The historic environment of our area is internationally, nationally, regionally and locally significant - our heritage topic paper is a document which provides a background to how York's special character has evolved, as part of the 'evidence base' for our Local Plan.
The heritage topic paper uses evidence and understanding to explain the six principle characteristics of the historic environment that help define the special qualities of York and its complex 2,000 year history:
- strong urban form: townscape, layout of streets and squares, building plots, alleyways, arterial routes, and parks and gardens
- the city’s compactness
- landmark monuments: in particular the City Walls and Bars, the Minster, churches, Guildhalls, Clifford’s Tower, the main railway station and other structures associated, with the city’s railway, chocolate manufacturing heritage
- architectural character: this rich diversity of age and construction displays variety and order and is accompanied by a wealth of detail in window and door openings; bay rhythms; chimneys and roofscape; brick; stone; timber; ranges; gables; ironwork; passageways; and rear yards and gardens
- archaeological complexity: the extensive and internationally important archaeological deposits beneath the city.

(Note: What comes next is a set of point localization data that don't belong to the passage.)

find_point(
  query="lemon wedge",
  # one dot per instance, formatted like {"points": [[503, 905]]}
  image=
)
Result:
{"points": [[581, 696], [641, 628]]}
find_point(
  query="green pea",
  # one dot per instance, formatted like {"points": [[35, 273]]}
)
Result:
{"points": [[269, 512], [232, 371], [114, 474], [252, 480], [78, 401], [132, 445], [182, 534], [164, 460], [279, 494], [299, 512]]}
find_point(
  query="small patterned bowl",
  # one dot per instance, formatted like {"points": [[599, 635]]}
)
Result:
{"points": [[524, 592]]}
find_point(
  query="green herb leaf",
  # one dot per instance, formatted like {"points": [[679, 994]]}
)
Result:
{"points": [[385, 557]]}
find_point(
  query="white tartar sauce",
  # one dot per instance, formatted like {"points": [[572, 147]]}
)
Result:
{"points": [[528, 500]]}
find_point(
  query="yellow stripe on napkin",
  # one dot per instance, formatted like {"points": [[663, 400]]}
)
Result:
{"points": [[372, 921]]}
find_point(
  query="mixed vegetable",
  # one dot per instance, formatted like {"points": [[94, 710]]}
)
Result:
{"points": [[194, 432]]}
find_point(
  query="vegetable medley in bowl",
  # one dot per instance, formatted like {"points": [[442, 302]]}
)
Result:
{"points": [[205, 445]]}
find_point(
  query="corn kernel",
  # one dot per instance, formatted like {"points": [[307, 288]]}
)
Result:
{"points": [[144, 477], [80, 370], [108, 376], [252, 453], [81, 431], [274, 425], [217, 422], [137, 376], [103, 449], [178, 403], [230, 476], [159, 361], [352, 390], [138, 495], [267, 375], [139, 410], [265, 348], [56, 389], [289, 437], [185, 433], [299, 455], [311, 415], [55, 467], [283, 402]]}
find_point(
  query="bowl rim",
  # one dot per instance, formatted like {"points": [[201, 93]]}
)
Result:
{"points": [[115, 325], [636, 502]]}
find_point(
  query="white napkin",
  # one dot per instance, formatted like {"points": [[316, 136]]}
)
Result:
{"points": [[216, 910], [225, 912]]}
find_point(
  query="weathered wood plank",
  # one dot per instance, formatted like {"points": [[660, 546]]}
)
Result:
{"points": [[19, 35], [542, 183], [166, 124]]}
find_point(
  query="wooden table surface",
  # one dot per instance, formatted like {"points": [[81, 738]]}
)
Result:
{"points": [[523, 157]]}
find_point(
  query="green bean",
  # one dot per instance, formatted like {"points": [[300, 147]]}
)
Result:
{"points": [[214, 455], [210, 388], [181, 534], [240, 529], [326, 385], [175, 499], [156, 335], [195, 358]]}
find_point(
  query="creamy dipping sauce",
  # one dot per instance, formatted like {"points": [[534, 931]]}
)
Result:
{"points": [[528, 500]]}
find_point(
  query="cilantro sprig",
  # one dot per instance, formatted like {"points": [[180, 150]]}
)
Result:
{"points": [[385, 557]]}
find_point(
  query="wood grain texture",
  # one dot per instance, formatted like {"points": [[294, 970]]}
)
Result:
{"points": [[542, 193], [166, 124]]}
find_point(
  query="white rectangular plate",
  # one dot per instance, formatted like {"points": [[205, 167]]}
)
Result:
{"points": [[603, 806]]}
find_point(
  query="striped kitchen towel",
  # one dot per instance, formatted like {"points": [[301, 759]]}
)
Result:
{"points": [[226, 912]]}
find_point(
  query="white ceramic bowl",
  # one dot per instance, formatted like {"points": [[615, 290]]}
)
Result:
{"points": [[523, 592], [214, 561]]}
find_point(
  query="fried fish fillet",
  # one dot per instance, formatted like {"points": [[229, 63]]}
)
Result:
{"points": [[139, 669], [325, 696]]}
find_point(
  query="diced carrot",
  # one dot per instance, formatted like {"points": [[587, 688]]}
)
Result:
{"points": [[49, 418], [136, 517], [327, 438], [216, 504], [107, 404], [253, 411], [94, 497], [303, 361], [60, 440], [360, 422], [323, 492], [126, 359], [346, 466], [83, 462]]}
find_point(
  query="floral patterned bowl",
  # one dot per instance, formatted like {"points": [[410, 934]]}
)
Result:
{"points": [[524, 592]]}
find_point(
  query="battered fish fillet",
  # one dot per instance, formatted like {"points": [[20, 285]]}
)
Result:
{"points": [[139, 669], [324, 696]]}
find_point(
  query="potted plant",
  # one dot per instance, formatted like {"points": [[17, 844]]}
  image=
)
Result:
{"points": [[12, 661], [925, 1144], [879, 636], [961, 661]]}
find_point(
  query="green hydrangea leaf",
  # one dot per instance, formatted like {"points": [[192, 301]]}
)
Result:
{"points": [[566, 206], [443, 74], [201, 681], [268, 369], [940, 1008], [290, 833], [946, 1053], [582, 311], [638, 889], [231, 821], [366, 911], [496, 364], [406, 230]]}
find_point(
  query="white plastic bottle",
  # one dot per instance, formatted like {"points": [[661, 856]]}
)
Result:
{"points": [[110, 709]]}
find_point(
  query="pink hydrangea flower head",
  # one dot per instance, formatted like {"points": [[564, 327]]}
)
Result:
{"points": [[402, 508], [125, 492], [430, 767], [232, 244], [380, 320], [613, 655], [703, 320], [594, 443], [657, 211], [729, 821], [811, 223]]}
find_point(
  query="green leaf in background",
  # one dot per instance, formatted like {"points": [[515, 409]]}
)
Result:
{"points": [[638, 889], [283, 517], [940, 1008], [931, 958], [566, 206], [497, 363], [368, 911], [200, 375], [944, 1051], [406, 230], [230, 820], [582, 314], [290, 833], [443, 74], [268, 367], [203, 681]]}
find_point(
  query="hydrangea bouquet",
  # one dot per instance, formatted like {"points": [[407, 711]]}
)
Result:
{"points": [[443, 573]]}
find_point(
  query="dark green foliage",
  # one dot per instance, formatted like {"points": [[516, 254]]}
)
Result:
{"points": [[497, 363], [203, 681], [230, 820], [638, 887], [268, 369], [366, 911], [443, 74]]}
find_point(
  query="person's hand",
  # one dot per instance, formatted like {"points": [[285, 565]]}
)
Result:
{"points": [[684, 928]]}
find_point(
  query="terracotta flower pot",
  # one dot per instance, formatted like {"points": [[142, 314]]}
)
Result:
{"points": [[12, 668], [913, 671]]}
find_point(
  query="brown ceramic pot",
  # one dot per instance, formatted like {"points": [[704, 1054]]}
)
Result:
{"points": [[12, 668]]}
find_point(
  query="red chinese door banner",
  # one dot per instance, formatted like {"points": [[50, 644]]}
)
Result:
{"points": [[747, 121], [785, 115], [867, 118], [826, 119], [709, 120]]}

Where development is permitted, the potential to utilise this resource for socio-economic and educational purposes for the benefit of both York’s communities and those of the wider archaeological sector will be explored
- the city’s landscape and setting within its rural hinterland and open green strays and river corridors, penetrate into the heart of the urban area and break up the city’s built form.
These characteristics define the city and set it apart from other similar cities in England and should be key considerations for enhancement and growth. It is important for development proposals to respond to York’s special qualities, character and significance whether in the historic core, urban fringe or rural village communities.